Silne opady śniegu i zawieje, które uderzyły w północną Polskę, sparaliżowały w nocy ruch na trasie ekspresowej S7. Najtrudniejsza sytuacja powstała na odcinku między Ostródą a Olsztynkiem, gdzie droga została zablokowana na wiele godzin. W śnieżycy utknęły setki samochodów osobowych i ciężarowych, a kierowcy zostali zdani niemal wyłącznie na siebie.
Po godzinie 8.00 GDDKiA Olsztyn poinformowała, że na odcinku między Ostródą a Olsztynkiem pojazdy ciężarowe blokują ruch, a ruch dla aut osobowych odbywa się po 1 pasie w każdym kierunku.
Na trasę #S7 wyjechały pługi wirnikowe, które usuwają skutki intensywnych opadów śniegu.

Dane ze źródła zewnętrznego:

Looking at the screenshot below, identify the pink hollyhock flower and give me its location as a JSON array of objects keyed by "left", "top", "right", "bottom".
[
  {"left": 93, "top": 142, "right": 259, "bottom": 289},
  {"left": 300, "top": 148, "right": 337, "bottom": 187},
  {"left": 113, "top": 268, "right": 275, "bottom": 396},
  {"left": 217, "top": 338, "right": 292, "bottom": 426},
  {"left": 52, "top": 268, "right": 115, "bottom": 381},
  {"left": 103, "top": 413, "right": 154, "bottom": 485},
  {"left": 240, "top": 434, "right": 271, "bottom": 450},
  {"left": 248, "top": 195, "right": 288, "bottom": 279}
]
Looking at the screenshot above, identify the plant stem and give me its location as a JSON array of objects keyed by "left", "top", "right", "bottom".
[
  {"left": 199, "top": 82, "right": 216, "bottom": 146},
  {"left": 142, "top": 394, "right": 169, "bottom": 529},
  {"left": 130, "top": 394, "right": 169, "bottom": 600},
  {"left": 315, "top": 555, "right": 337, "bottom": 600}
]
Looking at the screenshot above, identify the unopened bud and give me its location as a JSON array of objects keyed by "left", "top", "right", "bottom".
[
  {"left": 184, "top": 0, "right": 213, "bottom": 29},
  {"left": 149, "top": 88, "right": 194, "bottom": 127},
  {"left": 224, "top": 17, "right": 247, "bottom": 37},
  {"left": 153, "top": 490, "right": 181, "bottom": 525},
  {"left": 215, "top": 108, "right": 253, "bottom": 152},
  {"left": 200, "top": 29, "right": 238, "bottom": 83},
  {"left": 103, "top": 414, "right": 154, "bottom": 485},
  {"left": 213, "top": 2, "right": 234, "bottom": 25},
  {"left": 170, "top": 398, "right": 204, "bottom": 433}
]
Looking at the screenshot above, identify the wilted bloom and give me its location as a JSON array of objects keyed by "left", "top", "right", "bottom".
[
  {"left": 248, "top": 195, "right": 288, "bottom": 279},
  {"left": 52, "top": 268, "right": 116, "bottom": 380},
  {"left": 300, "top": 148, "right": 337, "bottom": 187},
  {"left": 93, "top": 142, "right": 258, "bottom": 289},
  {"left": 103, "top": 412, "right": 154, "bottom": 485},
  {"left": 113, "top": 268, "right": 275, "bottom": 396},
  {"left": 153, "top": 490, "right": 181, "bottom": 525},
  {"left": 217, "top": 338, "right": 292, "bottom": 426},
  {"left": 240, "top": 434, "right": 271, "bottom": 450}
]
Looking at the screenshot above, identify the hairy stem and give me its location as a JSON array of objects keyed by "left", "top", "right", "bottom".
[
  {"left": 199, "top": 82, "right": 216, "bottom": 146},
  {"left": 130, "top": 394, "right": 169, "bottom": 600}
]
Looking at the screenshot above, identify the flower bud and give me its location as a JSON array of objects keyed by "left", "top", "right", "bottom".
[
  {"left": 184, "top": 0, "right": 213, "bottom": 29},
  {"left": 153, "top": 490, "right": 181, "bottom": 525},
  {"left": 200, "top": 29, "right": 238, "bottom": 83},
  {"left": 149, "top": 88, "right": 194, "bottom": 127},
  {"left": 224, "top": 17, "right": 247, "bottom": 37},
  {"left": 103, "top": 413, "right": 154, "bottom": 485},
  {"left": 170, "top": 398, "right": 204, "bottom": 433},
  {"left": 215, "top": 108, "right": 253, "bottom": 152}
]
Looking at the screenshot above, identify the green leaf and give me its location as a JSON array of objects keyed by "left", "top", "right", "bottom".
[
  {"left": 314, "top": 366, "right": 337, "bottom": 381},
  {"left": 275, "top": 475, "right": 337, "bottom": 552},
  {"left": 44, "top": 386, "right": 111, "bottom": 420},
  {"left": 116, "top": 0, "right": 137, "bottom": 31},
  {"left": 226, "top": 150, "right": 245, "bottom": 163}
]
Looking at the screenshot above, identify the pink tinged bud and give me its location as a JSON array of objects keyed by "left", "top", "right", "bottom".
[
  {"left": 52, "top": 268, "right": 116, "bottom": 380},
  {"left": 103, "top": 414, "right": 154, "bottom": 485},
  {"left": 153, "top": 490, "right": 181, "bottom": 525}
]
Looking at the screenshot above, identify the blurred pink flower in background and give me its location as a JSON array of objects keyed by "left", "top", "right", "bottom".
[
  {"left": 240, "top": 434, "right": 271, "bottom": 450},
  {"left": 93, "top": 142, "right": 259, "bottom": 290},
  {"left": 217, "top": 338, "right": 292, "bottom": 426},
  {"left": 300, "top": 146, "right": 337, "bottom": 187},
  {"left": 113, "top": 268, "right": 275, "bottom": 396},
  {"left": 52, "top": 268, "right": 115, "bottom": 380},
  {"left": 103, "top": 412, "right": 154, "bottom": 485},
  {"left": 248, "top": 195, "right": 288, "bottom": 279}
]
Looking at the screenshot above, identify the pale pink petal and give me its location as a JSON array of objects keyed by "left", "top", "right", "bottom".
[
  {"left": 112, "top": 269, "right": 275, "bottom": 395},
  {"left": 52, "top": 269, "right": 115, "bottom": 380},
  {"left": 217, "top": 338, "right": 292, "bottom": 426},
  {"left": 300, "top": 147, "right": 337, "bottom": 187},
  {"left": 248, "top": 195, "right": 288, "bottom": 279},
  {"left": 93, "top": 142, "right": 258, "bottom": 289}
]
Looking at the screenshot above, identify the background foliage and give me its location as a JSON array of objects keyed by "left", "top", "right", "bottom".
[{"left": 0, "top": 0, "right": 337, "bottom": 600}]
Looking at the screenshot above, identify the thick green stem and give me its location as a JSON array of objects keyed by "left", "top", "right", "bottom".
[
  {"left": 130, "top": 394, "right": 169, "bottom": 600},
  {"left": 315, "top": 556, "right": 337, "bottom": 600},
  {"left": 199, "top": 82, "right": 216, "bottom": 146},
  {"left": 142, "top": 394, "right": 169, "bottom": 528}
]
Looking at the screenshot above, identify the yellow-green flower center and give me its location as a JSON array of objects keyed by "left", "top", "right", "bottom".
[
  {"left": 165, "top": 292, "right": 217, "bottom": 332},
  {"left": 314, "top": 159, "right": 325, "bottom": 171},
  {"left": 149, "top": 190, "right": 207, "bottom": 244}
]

Zachowajmy ostrożność i bezpieczny odstęp. @GDDKiA @MI_GOV_PL pic.twitter.com/q5sqFvXq0X
— GDDKiA Olsztyn (@GDDKiA_Olsztyn) December 31, 2025
Służby informowały o problemach także na drodze S51 w okolicach Olsztyna, a także na drogach wojewódzkich w woj. warmińsko-mazurskim.
Tymczasem na S7 pojawiło się nowe utrudnienie. Przed godziną 12.00 policja poinformowała o blokadzie jednego pasa ruchu w miejscowości Sople.
Uwaga kierowcy ‼️
— KWP w Olsztynie (@KWP_Olsztyn) December 31, 2025
Na drodze #S7, na wysokości miejscowości #Sople w powiecie #Ostróda, w kierunku #Warszawy, pojazd ciężarowy blokuje jeden pas ruchu. W to miejsce zostali skierowani policjanci, by udzielić pomocy kierowcom.